Trianz was engaged by a big-three managed healthcare consortium in the US who at that time had over 7,000 beds, 209,000 employees, 21,250 physicians, and 39 medical centers in operation. 700 full-time IT support engineers managed its IT infrastructure.
The healthcare consortium was using manual processes at-scale on its IT network. This resulted in long waits – often three days in duration – to resolve critical IT incidents. Furthermore, a backlog of over 1000 work requests indicated an overworked IT department.
The healthcare client had multiple tools in-use and siloed data repositories, leading to a lack of centralization and integration. This included configuration management databases (CMDB), and incident logs.
A lack of consistency between departments led to difficulty diagnosing and remediating first-time incidents, with no notes or logs to reference if the problem reoccurred.
IT staff were perpetually reactive, fighting fires rather than extinguishing the fuel source. This prevented proactive measures such as process improvement, knowledge management, and remediation playbook creation.
The healthcare consortium approached Trianz to achieve the following business objectives:
Achieve greater customer satisfaction by reducing the number of manual workflows and operations on the network. This would ensure the timely remediation of incidents in adherence with committed service level agreements (SLAs).
Increase capabilities around reporting and visibility with SLA metrics.
Eliminate the aging backlog of IT support requests with a combination of remediation and incident redundancy solved by wider system and service improvements.
Reduce the prevalence of human error with manual tasks. This would involve the digitalization of workflows and processes, enabling consistent remediation through automation runbooks. Integrations would also be stress-tested, redeveloped, and monitored to reduce incident prevalence.
Trianz worked with the healthcare consortium to adopt new technologies and redevelop old services and systems:
A new centralized Event Management System (EMS) was created consisting of IBM Netcool for network event management, BMC Remedy for IT service management events (ITSM), and ServiceNow as the centralized integration and orchestration layer.
IPSoft was implemented to enable auto-remediation based on events in the EMS.
IBM Tivoli enabled self-healing using machine learning (ML) to proactively remediate first-time incidents and escalate a service request only if remediation required human intervention.
Correlation rules were developed within IBM Netcool to de-duplicate system events, reducing event noise and fatigue among IT personnel.

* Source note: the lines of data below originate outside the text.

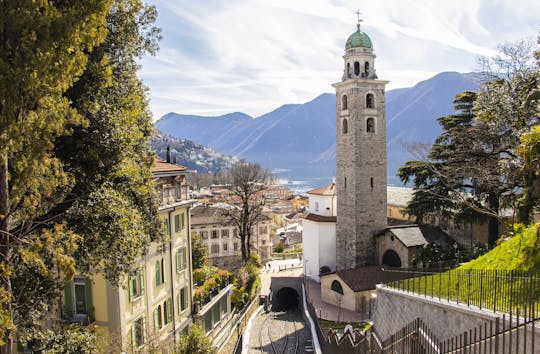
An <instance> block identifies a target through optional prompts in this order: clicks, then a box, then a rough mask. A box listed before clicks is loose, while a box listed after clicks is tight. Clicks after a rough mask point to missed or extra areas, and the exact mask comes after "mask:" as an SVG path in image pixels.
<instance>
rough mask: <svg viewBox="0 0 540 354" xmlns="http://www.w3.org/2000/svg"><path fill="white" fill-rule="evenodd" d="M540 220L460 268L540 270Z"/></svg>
mask: <svg viewBox="0 0 540 354" xmlns="http://www.w3.org/2000/svg"><path fill="white" fill-rule="evenodd" d="M539 232H540V222H539V223H536V224H534V225H532V226H530V227H529V228H527V229H525V230H524V231H522V232H520V233H517V234H516V235H515V236H514V237H512V238H510V239H508V240H506V241H503V242H501V243H500V244H499V245H498V246H497V247H495V248H494V249H493V250H491V251H490V252H488V253H486V254H485V255H483V256H480V257H478V258H477V259H474V260H472V261H470V262H468V263H466V264H464V265H462V266H461V267H459V268H458V269H498V270H520V271H540V247H539V246H540V234H539Z"/></svg>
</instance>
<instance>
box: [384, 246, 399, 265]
mask: <svg viewBox="0 0 540 354" xmlns="http://www.w3.org/2000/svg"><path fill="white" fill-rule="evenodd" d="M382 264H383V265H385V266H389V267H401V259H400V258H399V255H398V254H397V253H396V251H394V250H388V251H386V252H384V255H383V261H382Z"/></svg>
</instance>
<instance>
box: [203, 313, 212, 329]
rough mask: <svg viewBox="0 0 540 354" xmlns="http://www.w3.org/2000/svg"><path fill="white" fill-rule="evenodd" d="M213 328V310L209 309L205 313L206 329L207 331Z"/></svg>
mask: <svg viewBox="0 0 540 354" xmlns="http://www.w3.org/2000/svg"><path fill="white" fill-rule="evenodd" d="M211 330H212V311H208V312H207V313H206V314H205V315H204V331H205V332H206V333H208V332H210V331H211Z"/></svg>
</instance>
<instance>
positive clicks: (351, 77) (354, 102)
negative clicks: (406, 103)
mask: <svg viewBox="0 0 540 354" xmlns="http://www.w3.org/2000/svg"><path fill="white" fill-rule="evenodd" d="M360 22H361V20H360V18H359V19H358V24H357V29H356V32H354V33H353V34H351V35H350V36H349V38H348V39H347V42H346V44H345V55H344V56H343V59H344V70H343V77H342V79H341V81H340V82H338V83H335V84H333V85H332V86H333V87H334V88H335V89H336V188H337V224H336V268H337V270H341V269H349V268H358V267H361V266H365V265H372V264H376V260H377V255H376V252H377V251H376V247H375V234H376V233H377V232H378V231H380V230H382V229H384V228H385V227H386V226H387V215H386V214H387V211H386V108H385V95H384V90H385V85H386V84H387V83H388V81H383V80H378V78H377V74H376V73H375V54H373V45H372V43H371V39H370V38H369V36H368V35H367V34H366V33H365V32H362V31H361V30H360Z"/></svg>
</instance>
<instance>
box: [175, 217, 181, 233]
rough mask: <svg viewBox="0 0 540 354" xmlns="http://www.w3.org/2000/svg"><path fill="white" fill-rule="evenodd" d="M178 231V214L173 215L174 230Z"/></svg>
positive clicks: (178, 226) (178, 229) (178, 227)
mask: <svg viewBox="0 0 540 354" xmlns="http://www.w3.org/2000/svg"><path fill="white" fill-rule="evenodd" d="M178 231H180V215H175V216H174V232H178Z"/></svg>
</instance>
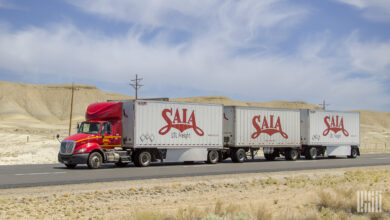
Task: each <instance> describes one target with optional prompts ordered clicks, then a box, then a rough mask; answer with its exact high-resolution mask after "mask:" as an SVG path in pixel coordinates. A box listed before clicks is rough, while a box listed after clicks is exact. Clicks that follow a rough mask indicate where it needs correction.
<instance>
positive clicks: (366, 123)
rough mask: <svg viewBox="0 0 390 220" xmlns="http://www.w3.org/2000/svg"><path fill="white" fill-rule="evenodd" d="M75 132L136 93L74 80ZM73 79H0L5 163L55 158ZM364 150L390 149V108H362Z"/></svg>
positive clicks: (240, 101) (235, 101) (230, 103)
mask: <svg viewBox="0 0 390 220" xmlns="http://www.w3.org/2000/svg"><path fill="white" fill-rule="evenodd" d="M74 87H75V89H76V90H75V96H74V111H73V122H72V125H73V126H72V133H74V132H76V124H77V122H80V121H82V120H84V115H85V110H86V108H87V106H88V105H89V104H91V103H94V102H99V101H106V100H128V99H133V97H130V96H125V95H121V94H115V93H108V92H103V91H101V90H99V89H97V88H96V87H94V86H89V85H75V86H74ZM71 88H72V86H71V85H36V84H25V83H13V82H5V81H0V165H4V164H28V163H55V162H57V156H56V155H57V152H58V148H59V143H58V141H57V140H56V139H55V138H54V137H55V135H56V134H60V135H61V136H62V137H64V136H67V135H68V125H69V121H68V120H69V113H70V102H71ZM171 101H178V102H199V103H217V104H224V105H237V106H258V107H271V108H293V109H299V108H310V109H320V107H319V106H317V105H313V104H308V103H305V102H302V101H296V102H286V101H274V102H244V101H234V100H232V99H230V98H228V97H224V96H202V97H189V98H176V99H172V100H171ZM360 113H361V114H360V117H361V126H360V127H361V150H362V152H370V151H371V152H390V113H389V112H375V111H360Z"/></svg>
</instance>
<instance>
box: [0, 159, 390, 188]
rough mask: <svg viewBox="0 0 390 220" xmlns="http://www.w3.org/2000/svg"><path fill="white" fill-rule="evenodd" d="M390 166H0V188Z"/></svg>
mask: <svg viewBox="0 0 390 220" xmlns="http://www.w3.org/2000/svg"><path fill="white" fill-rule="evenodd" d="M378 165H390V154H370V155H362V156H360V157H358V158H356V159H349V158H334V159H328V158H323V159H317V160H305V159H301V160H297V161H285V160H283V159H280V160H276V161H266V160H264V159H256V160H250V161H246V162H245V163H240V164H237V163H232V162H231V161H224V162H223V163H219V164H212V165H210V164H205V163H194V164H190V165H188V164H183V163H164V164H160V163H155V164H152V165H151V166H150V167H143V168H138V167H134V166H132V165H129V166H128V167H116V166H115V165H113V164H107V165H104V166H103V168H101V169H97V170H91V169H88V168H87V166H86V165H79V166H77V167H76V168H75V169H66V168H65V166H64V165H63V164H37V165H13V166H0V189H6V188H18V187H29V186H48V185H65V184H77V183H92V182H109V181H123V180H140V179H152V178H169V177H187V176H206V175H218V174H238V173H262V172H275V171H293V170H308V169H329V168H342V167H358V166H378Z"/></svg>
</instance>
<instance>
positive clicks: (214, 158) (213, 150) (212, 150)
mask: <svg viewBox="0 0 390 220" xmlns="http://www.w3.org/2000/svg"><path fill="white" fill-rule="evenodd" d="M218 161H219V153H218V151H216V150H210V151H209V152H208V154H207V163H209V164H216V163H217V162H218Z"/></svg>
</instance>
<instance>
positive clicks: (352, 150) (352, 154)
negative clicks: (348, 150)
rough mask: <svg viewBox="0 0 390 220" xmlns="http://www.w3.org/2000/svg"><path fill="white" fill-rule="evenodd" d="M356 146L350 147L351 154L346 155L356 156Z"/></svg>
mask: <svg viewBox="0 0 390 220" xmlns="http://www.w3.org/2000/svg"><path fill="white" fill-rule="evenodd" d="M357 154H358V152H357V148H356V147H352V148H351V155H349V156H348V158H356V157H357Z"/></svg>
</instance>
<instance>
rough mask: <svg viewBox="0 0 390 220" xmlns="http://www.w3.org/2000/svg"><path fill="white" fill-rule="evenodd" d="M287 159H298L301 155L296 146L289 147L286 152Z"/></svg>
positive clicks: (286, 157)
mask: <svg viewBox="0 0 390 220" xmlns="http://www.w3.org/2000/svg"><path fill="white" fill-rule="evenodd" d="M284 156H285V158H286V160H296V159H297V158H298V156H299V153H298V150H297V149H295V148H290V149H287V150H286V152H285V155H284Z"/></svg>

Custom automation logic for IPSoft was developed to meet business objectives as defined in Scope of Work (SoW) documents. This also supported continuous ongoing development of automation scripts and playbooks.
Trianz worked closely with stakeholders, conducting workshops to identify problems employees were experiencing with current IT processes and tools. Desired outcomes were established and used to guide the digital transformation project.
A future-state of architecture and end-state visualization was supplied to promote stakeholder buy-in, showing the benefits of the new integrated solution.
The IT support desk was supplemented by temporary employees, including Trianz employees and re-assigned client employees, to reduce the backlog of past system incidents.
Infrastructure monitoring and management was delivered as a managed service, offloading IT operations management (ITOM) workloads from the IT department to prevent backlogs from recurring.
As a result, the mean-time-to-remediation for incidents was greatly reduced, ensuring the healthcare consortium could maintain adherence with all business SLAs.
The backlog shrank by 91% over the course of five months, thanks to a combination of managed service offloading and streamlined incident responses.
Overall workforce efficiency was improved approximately 20%, improving service quality and the overall customer experience (CX).